The results of the study apparently came as a surprise to its authors and others who have previously supported a child allowance. Jason DeParle in the New York Times this week wrote:
Significant but indirect evidence has suggested that unconditional cash aid would help children flourish. But now a rigorous experiment, in a more direct test, found that years of monthly payments did nothing to boost children’s well-being, a result that defied researchers’ predictions and could weaken the case for income guarantees.
The results should not have come as a surprise.
There is indeed a substantial body of evidence that more income is good for kids—it can improve their academic performance in the short run and their outcomes as adults in the long run. But there is an important caveat: Whether there are strings attached to the income makes a difference. Income assistance that requires work, in the form of the Earned Income Tax Credit (EITC), has shown the strongest evidence of boosting kids’ development. The evidence for support not tied to work is generally weaker or relies on evidence from over half a century ago through the rollout of Food Stamps and other programs when baseline material wellbeing was far lower.
The importance of conditioning assistance on work has previously been recognized. In a widely cited 2016 volume for the National Bureau of Economic Research, Austin Nichols and Jesse Rothstein conclude, “there is robust evidence of quite large effects of the EITC on children’s academic achievement and attainment,” compared to “relatively small estimates of effects of family income on student outcomes that come from non-EITC settings.” Likewise, a 2014 article published in the Quarterly Journal of Economics posits that housing assistance does little to improve child outcomes compared to the EITC because the EITC promotes work and leads kids to spend more time in child care. I previously noted in a 2022 Senate testimony: “Government programs that provide aid to low-income families without encouraging work appear to be a less robust mechanism for improving long-run child outcomes.”
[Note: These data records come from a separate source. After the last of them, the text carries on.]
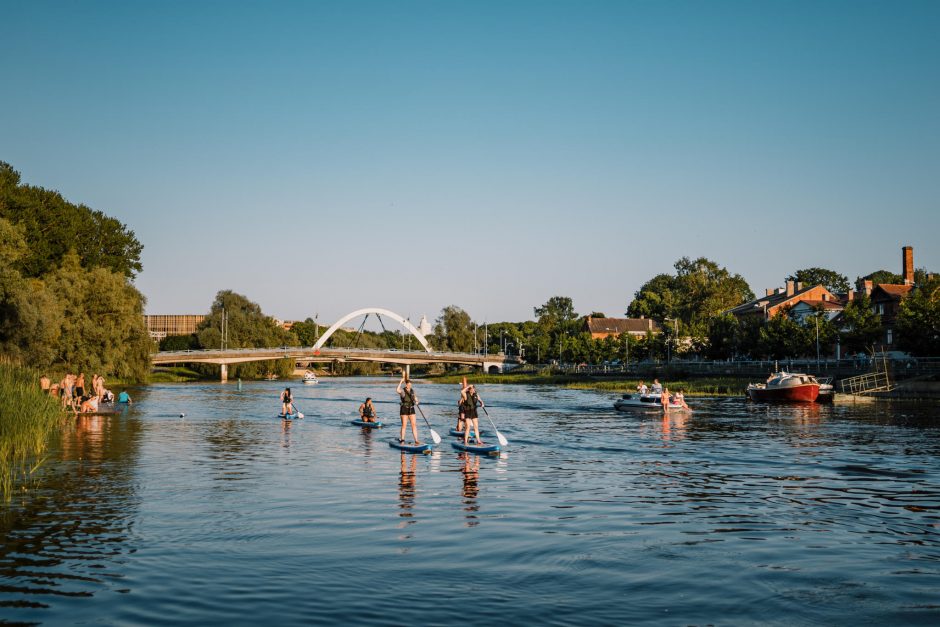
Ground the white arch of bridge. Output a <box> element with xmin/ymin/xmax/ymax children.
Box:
<box><xmin>313</xmin><ymin>307</ymin><xmax>432</xmax><ymax>353</ymax></box>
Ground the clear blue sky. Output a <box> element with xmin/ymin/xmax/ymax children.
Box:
<box><xmin>0</xmin><ymin>0</ymin><xmax>940</xmax><ymax>322</ymax></box>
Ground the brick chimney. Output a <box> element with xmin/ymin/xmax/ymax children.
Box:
<box><xmin>901</xmin><ymin>246</ymin><xmax>914</xmax><ymax>285</ymax></box>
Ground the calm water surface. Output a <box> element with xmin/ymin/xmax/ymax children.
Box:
<box><xmin>0</xmin><ymin>379</ymin><xmax>940</xmax><ymax>625</ymax></box>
Though it should not come as a surprise, the null result in the Baby’s First Years study was not a forgone conclusion nor was the study unwarranted. To the contrary, the study was essential to provide a direct and highly rigorous test of an increasingly popular policy idea that has a decent chance of being revived by policymakers in the future. Additional studies of the same rigor as Baby’s First Years should be encouraged.
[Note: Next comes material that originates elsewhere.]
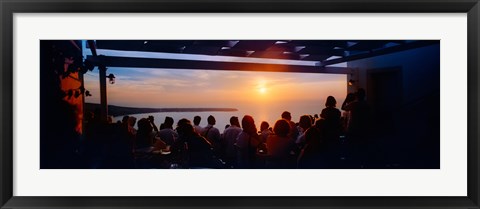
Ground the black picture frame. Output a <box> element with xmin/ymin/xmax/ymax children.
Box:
<box><xmin>0</xmin><ymin>0</ymin><xmax>480</xmax><ymax>208</ymax></box>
A major caveat of the Baby’s First Years study is that it took place during the COVID-19 pandemic, which as the authors note, was accompanied by unprecedented income support policies that may have diminished the importance of the study’s payments. Results could very well differ when conducted during more normal times. But any new study should be taken on with clear eyes about the pre-existing evidence regarding the link between the positive effects of income and conditioning on work.
Even as we gather much needed additional evidence, policymakers require a comprehensive and nuanced understanding of the likely effects of new policies based on what we already know. Replacing the Child Tax Credit—which like the EITC requires work and thus is likely to improve children’s outcomes—with an unconditional child allowance with no such track record of success, could very well hurt kids’ development. Supporters of a child allowance need to take that risk seriously, especially if their ultimate goal is to help children thrive.